Não sei dizer se a discussão deveria ser sobre a sua penalização, se isso faz sentido e em que termos. Mas defendo o direito a recusar tratamentos fúteis, obstinados, que causam sofrimento, aos próprios e às famílias cuidadoras, e o consequente direito universalizado a cuidados paliativos e a conforto terapêutico no fim de vida. Estes são direitos fundamentais que recentemente, por proposta do CDS, foram aprovados no Parlamento e que apelamos a que cada vez mais cidadãos conheçam.

Serão, então, os cuidados paliativos a resposta suficiente para o sofrimento em fim de vida?

Sim e não.

Os cuidados paliativos são os cuidados de saúde prestados à pessoa com doença incurável, avançada e progressiva, com o objetivo de intervir no sofrimento global (físico, psicológico, emocional), independentemente da doença de que sofre e do prognóstico, e apoiam também a família.

São, ao momento, a concretização mais completa da resposta que o Estado pode e tem que dar, do ponto de vista da competência científica e clínica. Isto sem que o próprio Estado se comprometa com opções que o tornam desconexo nos seus valores fundamentais, comprometendo o Bem Comum.

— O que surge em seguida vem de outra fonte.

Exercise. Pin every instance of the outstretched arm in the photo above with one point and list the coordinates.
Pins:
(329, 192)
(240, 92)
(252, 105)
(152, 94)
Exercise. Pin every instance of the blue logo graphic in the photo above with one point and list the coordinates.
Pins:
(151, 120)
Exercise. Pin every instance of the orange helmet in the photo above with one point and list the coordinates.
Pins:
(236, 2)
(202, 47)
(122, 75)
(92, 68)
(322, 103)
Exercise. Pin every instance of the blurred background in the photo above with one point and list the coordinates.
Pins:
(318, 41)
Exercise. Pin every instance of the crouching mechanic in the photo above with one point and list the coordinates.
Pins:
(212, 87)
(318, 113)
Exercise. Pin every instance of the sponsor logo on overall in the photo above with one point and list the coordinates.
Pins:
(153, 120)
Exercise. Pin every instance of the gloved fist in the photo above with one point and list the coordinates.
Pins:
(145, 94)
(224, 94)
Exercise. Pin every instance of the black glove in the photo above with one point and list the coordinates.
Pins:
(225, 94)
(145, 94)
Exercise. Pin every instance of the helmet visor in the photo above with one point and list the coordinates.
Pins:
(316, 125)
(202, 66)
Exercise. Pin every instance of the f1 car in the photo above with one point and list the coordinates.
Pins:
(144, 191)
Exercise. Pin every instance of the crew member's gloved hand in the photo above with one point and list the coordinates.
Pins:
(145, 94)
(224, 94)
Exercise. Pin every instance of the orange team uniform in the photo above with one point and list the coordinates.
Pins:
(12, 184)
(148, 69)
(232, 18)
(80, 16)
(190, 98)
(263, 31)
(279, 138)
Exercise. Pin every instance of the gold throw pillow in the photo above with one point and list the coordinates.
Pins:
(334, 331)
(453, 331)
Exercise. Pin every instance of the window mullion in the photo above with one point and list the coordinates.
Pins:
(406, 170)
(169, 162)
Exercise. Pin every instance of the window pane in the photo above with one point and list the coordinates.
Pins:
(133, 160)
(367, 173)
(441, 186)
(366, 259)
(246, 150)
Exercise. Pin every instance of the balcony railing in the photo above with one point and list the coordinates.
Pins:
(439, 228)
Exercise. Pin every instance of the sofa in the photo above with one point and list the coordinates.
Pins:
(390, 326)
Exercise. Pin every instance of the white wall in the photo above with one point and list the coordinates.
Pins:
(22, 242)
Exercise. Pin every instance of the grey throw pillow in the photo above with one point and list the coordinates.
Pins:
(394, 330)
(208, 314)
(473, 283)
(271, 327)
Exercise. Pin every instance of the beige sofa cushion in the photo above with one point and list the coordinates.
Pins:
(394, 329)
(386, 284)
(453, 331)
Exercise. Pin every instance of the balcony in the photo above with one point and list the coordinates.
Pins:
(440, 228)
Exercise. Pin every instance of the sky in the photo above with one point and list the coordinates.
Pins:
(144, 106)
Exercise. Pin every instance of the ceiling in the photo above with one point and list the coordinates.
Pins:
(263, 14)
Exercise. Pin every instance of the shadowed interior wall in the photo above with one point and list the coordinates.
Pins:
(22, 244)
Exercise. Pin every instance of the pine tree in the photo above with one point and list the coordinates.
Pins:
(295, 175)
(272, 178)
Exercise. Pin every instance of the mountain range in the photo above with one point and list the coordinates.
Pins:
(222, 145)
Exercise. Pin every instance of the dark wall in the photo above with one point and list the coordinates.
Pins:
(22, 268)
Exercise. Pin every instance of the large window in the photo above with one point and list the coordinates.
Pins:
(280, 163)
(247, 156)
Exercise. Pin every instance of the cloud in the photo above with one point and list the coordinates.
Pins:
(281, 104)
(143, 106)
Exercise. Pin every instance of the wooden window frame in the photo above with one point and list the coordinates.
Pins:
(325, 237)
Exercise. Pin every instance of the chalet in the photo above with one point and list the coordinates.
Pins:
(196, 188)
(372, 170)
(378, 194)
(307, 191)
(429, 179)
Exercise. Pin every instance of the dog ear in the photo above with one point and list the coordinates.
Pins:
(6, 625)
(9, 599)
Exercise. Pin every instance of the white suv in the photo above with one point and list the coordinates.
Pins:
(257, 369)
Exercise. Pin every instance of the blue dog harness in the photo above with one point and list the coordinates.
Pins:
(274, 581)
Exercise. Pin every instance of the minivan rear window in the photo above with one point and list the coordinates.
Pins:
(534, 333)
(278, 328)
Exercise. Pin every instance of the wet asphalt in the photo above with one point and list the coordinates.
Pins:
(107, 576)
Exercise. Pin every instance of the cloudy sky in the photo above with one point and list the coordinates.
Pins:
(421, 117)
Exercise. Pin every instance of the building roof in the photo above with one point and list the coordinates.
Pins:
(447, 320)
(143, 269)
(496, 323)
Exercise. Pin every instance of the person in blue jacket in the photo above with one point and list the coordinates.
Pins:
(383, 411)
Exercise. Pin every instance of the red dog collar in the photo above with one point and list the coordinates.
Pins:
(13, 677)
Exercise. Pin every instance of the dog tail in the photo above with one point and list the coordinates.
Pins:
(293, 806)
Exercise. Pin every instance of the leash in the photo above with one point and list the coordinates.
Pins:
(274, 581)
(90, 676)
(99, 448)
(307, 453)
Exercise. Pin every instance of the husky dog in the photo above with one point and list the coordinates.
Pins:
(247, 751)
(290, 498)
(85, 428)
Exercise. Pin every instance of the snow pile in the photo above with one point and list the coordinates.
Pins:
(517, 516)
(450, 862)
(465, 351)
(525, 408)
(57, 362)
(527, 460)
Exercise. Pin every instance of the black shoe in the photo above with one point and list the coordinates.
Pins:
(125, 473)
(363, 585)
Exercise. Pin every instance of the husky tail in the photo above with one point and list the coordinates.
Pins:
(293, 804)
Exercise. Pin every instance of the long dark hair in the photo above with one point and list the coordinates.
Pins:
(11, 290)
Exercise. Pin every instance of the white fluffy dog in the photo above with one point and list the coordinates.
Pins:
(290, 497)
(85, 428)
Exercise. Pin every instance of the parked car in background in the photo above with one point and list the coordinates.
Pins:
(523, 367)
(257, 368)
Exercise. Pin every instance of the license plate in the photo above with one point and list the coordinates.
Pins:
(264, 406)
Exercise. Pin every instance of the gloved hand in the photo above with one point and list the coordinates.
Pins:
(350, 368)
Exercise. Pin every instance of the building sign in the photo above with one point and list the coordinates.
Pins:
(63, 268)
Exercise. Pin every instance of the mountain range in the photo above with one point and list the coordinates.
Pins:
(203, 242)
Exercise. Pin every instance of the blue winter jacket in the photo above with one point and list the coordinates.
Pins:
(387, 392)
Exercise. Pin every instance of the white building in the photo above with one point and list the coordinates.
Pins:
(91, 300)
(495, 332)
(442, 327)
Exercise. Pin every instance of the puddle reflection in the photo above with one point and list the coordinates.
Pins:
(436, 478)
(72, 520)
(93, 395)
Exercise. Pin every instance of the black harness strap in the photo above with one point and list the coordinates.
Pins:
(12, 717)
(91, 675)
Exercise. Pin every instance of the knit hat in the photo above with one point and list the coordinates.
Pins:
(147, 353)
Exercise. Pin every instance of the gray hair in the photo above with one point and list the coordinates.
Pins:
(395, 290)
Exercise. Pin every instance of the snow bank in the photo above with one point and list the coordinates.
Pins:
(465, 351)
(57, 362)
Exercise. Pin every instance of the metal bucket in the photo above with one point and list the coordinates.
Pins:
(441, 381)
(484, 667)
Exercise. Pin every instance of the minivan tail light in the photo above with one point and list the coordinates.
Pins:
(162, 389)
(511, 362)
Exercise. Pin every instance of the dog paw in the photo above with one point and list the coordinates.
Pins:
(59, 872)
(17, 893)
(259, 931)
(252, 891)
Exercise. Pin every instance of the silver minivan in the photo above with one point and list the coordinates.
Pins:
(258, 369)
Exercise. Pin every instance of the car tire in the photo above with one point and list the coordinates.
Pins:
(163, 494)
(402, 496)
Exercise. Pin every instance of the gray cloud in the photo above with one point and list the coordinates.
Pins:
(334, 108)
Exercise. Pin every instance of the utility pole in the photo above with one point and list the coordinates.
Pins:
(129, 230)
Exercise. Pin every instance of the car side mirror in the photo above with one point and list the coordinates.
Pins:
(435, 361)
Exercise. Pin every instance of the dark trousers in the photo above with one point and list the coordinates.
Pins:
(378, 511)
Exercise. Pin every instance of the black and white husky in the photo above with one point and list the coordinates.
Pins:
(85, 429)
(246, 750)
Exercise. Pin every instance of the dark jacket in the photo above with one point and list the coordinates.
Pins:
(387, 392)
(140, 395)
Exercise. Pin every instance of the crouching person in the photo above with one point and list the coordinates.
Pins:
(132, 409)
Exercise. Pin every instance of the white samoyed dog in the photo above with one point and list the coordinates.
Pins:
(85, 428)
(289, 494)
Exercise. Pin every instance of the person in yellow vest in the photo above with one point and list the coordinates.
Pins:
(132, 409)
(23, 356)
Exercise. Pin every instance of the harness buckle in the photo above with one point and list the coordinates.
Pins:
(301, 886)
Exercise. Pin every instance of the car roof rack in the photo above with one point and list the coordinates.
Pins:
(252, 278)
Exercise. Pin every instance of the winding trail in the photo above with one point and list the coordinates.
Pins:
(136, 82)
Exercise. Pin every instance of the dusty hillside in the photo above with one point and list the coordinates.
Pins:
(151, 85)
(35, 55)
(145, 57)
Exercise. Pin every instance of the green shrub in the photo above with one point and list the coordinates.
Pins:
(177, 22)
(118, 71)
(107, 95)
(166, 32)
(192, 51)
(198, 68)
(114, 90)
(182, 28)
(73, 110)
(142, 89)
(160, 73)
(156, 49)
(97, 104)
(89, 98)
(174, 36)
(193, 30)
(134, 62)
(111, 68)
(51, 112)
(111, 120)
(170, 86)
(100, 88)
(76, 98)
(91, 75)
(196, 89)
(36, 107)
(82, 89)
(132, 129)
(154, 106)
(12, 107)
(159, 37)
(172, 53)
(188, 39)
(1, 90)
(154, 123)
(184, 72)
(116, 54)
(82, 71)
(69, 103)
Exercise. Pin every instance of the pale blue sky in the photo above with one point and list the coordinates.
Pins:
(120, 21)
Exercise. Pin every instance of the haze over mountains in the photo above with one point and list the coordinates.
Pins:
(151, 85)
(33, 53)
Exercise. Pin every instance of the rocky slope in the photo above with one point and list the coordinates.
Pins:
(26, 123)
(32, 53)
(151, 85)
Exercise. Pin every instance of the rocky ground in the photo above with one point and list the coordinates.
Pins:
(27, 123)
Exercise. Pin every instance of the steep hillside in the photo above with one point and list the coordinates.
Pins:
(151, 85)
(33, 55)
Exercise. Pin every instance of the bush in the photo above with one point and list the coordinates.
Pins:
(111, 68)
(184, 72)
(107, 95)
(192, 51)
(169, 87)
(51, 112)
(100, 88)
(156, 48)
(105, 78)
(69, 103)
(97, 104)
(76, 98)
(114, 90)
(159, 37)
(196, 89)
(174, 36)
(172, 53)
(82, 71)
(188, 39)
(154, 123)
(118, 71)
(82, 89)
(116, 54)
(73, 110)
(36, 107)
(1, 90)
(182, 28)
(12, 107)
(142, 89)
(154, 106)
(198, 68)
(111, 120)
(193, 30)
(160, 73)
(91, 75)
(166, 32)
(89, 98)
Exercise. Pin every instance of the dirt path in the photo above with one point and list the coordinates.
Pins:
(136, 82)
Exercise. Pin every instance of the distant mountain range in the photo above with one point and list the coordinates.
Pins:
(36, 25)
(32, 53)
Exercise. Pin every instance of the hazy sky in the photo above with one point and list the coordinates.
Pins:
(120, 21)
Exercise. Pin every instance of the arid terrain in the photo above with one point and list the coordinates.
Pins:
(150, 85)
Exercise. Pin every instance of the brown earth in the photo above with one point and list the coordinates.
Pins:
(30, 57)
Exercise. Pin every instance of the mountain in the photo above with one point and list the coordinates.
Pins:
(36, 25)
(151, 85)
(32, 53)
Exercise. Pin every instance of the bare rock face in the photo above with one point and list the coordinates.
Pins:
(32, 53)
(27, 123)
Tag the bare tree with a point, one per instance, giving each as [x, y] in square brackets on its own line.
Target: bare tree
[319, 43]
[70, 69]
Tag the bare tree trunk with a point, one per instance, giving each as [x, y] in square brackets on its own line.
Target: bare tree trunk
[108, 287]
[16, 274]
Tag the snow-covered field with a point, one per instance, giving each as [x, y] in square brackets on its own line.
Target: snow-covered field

Os cuidados paliativos não são uma resposta total, porque nunca serão a “cura” que, no fundo e com compreensão, se deseja. A “cura” da doença ou a “cura” plena de todos os sofrimentos. Mas oferecem o melhor que a humanidade tem para dar: cuidar de quem atravessa a fase final da vida, aliviando o seu sofrimento para que este não se torne destrutivo e combatendo a solidão.

Será o Parlamento o local certo para decidir sobre a legalização da Eutanásia?

A meu ver, sim, será. Será, mas não é neste momento. O Parlamento é a representação democrática dos cidadãos do país, em proporção das suas posições, no qual, e com essa capacidade, se tomam decisões em nome de todos. Nesta legislatura, o Parlamento não está capacitado para decidir sobre a legalização da Eutanásia porque não foi mandatado para tal por via dos votos devidamente informados com base nos programas eleitorais, programas esses que não expressaram as posições dos partidos sobre a Eutanásia.

A todas estas perguntas respondo, como deputada e como pessoa, com uma dose de certezas e uma outra de dúvidas.

Pondero o profundo respeito pelo sofrimento vivido, real e insuportável, e que muitos poderemos vir a experimentar como resultado da nossa condição humana; assumo a ausência de explicação para o sentido de muitas situações prolongadas de antecâmara da morte; revolto-me pelo atraso e insisto na universalização dos cuidados paliativos como condição de um fim de vida digno.

Integro a dimensão ética da alteração significativados valores estruturadores da nossa sociedade que a Eutanásia implica; atento aos pareceres negativos do Conselho Nacional de Ética para as Ciências da Vida, do atual e ex-Bastonários da Ordem dos Médicos, da Ordem dos Enfermeiros, da Ordem dos Advogados, do Grupo Inter-Religioso de Trabalho para as questões da Saúde, da Associação Portuguesa de Cuidados Paliativos, entre outros; leio os emails de cidadãos que me pedem cautela enquanto legisladora; peso a responsabilidade que me compromete com queles que me elegeram.

Compreendo a complexidade da questão, rejeito simplificações e todos os “julgamentos”, mantenho dúvidas, sei da irreversibilidade que a legalização da Eutanásia significa.

E é por tudo isto que, na votação nominal de dia 29 de maio de 2018, eu, Ana Rita Bessa, deputada do CDS-PP, votarei contra os projetos do PAN, BE, PEV e PS. Votarei contra a Eutanásia.